Weibliche Sicht auf den männlichen Blick

Eine junge Frau geht durch Kabul und verursacht einen Aufruhr. Um den Rumpf trägt die Künstlerin Kubra Khademi eine Art Rüstung aus Metall, die mit Brüsten und einem runden Po den weiblichen Körper nachformt. Nach dieser Performance wurde Khademi bedroht und musste Afghanistan 2015 verlassen. Jetzt sind Werke der Künstlerin im Kölner Museum Ludwig an der Seite Pablo Picassos, eines der weltweit berühmtesten Künstler zu sehen. Sie setzt den erotischen Darstellungen Picassos ihre weibliche Sichtweise entgegen.

Anlässlich des Picasso-Jahres präsentiert das Museum Ludwig ab Samstag die Ausstellung „Sammlungspräsentation: Pablo Picasso Suite 156 mit Kubra Khademi“. Damit wolle das Museum, das weltweit über die drittgrößte Picasso-Sammlung verfügt, neue Perspektiven auf dessen Werk ermöglichen, erklärt Museumsdirektor Yilmaz Dziewior. 50 Jahre nach dem Tod des Künstlers gelte es, Picasso für die junge Generation zugänglich zu machen.

Picassos Grafik-Serie „Suite 156“ umfasst Radierungen aus den Jahren 1968 bis 1972. Es handelt sich um den letzten druckgrafischen Zyklus des Künstlers. Eine Druckplatte des Zyklus ging verloren, so dass die Suite statt der geplanten 156 nur 155 Blätter umfasst. Im Fokus stehen erotische Themen, für deren Darstellung Picasso (1881-1973) auf Vorbilder und Sujets der westlichen Kulturgeschichte zurückgriff.
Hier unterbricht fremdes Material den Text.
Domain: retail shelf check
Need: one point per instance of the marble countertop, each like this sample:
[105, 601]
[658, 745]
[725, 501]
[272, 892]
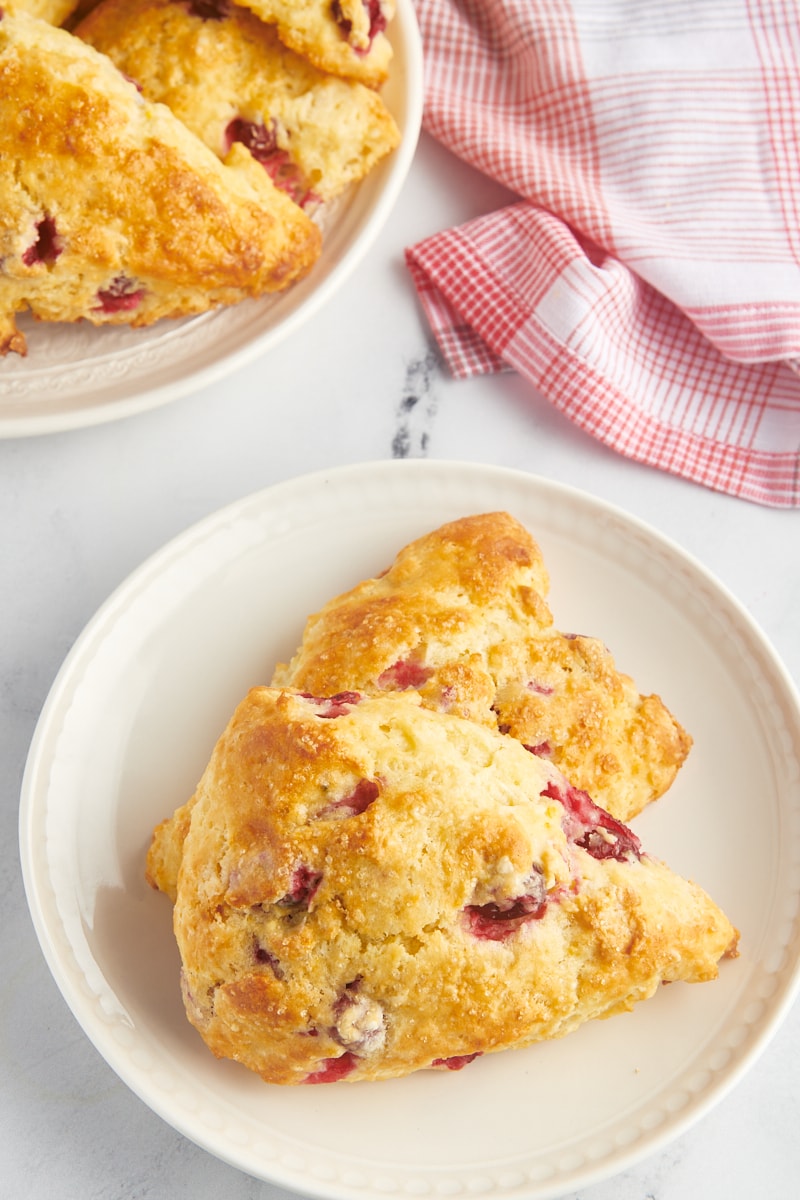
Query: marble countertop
[78, 511]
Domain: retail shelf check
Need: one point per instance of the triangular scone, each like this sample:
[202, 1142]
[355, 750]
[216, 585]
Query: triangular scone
[229, 78]
[55, 12]
[346, 37]
[461, 616]
[112, 210]
[368, 888]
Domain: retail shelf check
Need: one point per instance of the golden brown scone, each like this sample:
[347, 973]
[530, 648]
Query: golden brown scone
[368, 887]
[462, 617]
[344, 37]
[110, 210]
[229, 78]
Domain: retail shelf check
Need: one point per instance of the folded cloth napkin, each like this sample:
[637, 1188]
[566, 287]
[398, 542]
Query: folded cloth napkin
[648, 280]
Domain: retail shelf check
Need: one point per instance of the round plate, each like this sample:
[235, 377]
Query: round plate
[150, 684]
[78, 375]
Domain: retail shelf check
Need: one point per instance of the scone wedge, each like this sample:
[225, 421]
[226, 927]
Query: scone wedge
[113, 210]
[367, 888]
[462, 617]
[228, 77]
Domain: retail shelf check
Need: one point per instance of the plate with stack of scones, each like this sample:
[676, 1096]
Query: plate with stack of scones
[197, 179]
[388, 831]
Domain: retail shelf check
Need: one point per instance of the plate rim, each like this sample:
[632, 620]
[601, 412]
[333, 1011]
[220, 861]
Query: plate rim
[172, 551]
[156, 395]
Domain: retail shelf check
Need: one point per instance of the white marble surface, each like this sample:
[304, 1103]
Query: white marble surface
[80, 510]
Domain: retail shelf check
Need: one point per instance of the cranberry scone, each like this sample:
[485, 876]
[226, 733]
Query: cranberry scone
[344, 37]
[112, 210]
[368, 888]
[462, 617]
[228, 77]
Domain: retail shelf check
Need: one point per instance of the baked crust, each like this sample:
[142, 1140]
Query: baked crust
[462, 616]
[227, 76]
[346, 37]
[112, 210]
[368, 888]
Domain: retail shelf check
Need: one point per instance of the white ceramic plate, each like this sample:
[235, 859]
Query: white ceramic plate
[150, 684]
[78, 375]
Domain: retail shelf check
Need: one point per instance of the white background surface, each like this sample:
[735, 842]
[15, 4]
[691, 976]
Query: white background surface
[80, 510]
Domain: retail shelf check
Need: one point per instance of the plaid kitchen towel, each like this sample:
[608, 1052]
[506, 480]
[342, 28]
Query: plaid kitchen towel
[648, 280]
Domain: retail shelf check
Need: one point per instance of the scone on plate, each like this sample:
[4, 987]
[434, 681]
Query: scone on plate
[55, 12]
[346, 37]
[229, 78]
[462, 617]
[112, 210]
[368, 887]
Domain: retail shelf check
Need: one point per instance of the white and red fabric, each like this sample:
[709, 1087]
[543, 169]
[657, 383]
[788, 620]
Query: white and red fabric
[648, 280]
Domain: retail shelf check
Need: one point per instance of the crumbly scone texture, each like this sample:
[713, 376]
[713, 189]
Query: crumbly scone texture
[55, 12]
[112, 210]
[228, 77]
[462, 617]
[344, 37]
[368, 887]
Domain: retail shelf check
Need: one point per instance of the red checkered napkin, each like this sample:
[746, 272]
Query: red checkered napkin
[648, 280]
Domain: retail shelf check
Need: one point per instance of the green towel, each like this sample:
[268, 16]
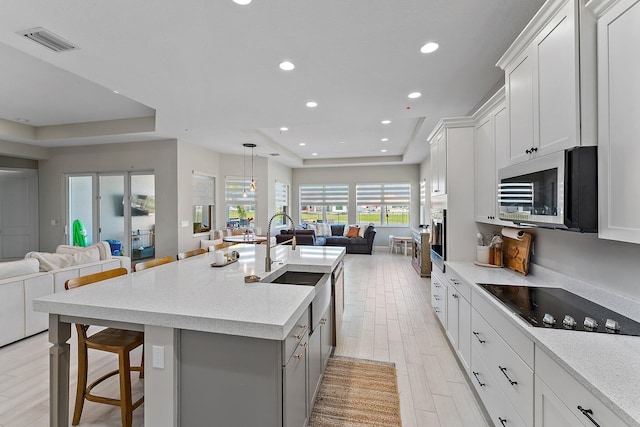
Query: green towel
[79, 234]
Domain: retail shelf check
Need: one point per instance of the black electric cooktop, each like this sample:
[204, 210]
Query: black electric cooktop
[560, 309]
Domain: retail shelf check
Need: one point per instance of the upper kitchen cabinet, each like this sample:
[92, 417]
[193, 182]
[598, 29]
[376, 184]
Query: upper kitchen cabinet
[439, 164]
[618, 24]
[550, 82]
[491, 142]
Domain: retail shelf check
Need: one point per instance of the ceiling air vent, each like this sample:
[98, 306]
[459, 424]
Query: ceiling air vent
[47, 39]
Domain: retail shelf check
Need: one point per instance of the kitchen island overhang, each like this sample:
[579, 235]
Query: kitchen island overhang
[186, 295]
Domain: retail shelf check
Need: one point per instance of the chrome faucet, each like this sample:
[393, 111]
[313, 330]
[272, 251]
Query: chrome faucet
[267, 260]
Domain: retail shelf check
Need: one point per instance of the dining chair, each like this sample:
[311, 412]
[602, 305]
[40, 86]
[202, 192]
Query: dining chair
[152, 263]
[189, 254]
[112, 340]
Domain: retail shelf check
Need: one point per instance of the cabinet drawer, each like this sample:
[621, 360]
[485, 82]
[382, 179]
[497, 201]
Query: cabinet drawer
[500, 410]
[511, 373]
[461, 286]
[522, 345]
[574, 394]
[293, 339]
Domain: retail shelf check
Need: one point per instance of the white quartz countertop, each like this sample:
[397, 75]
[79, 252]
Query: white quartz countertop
[190, 294]
[607, 365]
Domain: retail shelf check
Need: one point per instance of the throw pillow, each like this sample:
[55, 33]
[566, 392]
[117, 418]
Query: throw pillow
[353, 231]
[18, 268]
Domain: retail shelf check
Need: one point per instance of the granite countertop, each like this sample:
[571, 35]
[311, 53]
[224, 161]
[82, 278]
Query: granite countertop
[607, 365]
[190, 294]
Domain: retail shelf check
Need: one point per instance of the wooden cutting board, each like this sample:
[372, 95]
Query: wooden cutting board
[516, 253]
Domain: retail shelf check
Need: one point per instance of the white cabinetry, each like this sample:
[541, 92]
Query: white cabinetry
[618, 124]
[491, 153]
[459, 317]
[550, 82]
[561, 401]
[501, 366]
[439, 164]
[439, 296]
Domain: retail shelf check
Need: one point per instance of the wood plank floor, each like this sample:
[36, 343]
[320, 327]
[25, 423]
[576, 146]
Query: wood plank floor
[387, 317]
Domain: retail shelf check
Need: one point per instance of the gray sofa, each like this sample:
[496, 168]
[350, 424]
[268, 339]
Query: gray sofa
[354, 245]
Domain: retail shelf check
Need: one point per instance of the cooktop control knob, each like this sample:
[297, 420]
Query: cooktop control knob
[590, 323]
[548, 319]
[569, 321]
[612, 325]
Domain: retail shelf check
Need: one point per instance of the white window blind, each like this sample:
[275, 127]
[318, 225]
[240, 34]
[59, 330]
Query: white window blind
[324, 195]
[383, 194]
[234, 186]
[203, 190]
[282, 194]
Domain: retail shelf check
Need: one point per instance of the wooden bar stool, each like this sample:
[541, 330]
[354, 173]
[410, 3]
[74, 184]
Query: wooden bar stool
[112, 340]
[152, 263]
[189, 254]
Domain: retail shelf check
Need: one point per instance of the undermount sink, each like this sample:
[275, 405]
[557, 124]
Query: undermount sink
[298, 278]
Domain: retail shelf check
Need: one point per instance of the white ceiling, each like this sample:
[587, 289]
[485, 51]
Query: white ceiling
[208, 71]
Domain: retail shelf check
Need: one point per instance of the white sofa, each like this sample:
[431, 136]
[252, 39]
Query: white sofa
[35, 276]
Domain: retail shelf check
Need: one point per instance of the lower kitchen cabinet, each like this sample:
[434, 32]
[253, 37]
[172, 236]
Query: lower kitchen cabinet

Schauplätze der Darstellungen sind etwa Bordell, Zirkus oder Theater. Es geht um Liebe, Sterblichkeit oder auch die Beziehung zwischen Künstler und Modell. Dabei bezieht sich Picasso auf Protagonisten der Kunstgeschichte wie etwa Rembrandt, Éduard Manet, Edgar Degas oder Eugène Delacroix. – Ein rein männlicher Blick auf den weiblichen Körper also.

Um die Perspektive Picassos zu erweitern, stellte Kuratorin Eboa Itondo ihm neben Kubra Khademi auch ein Kollektiv von Zeitgenossinnen zur Seite. Als Picasso an seiner Suite arbeitete, entstand zeitgleich in seiner Wahlheimat Frankreich das feministische Magazin „Le torchon brûle“ (Das Geschirrtuch brennt). Das von einer Gruppe Pariser Künstlerinnen und Aktivistinnen herausgegebene Blatt forderte Gleichberechtigung und Selbstbestimmung für Frauen.

Während Picasso seine Radierungen mit zahlreichen Abbildungen weiblicher Geschlechtsteile schuf, erschien in „Le torchon brûle“ ein Artikel über die Macht der Vulva mit den entsprechenden Abbildungen. Für Herausgeberin Marie Dedieu hatte das Folgen. Sie wurde wegen sittenwidrigen Verhaltens angeklagt. Picasso hingegen blieb trotz seiner expliziten Darstellungen unbehelligt. Die Kölner Ausstellung, die bis zum 4. Februar zu sehen ist, lässt nun Picassos feministische Zeitgenossinnen zu Wort kommen. Sie zeigt Grafiken sowie Textbeiträge des Magazins, in denen Besucherinnen und Besucher blättern können.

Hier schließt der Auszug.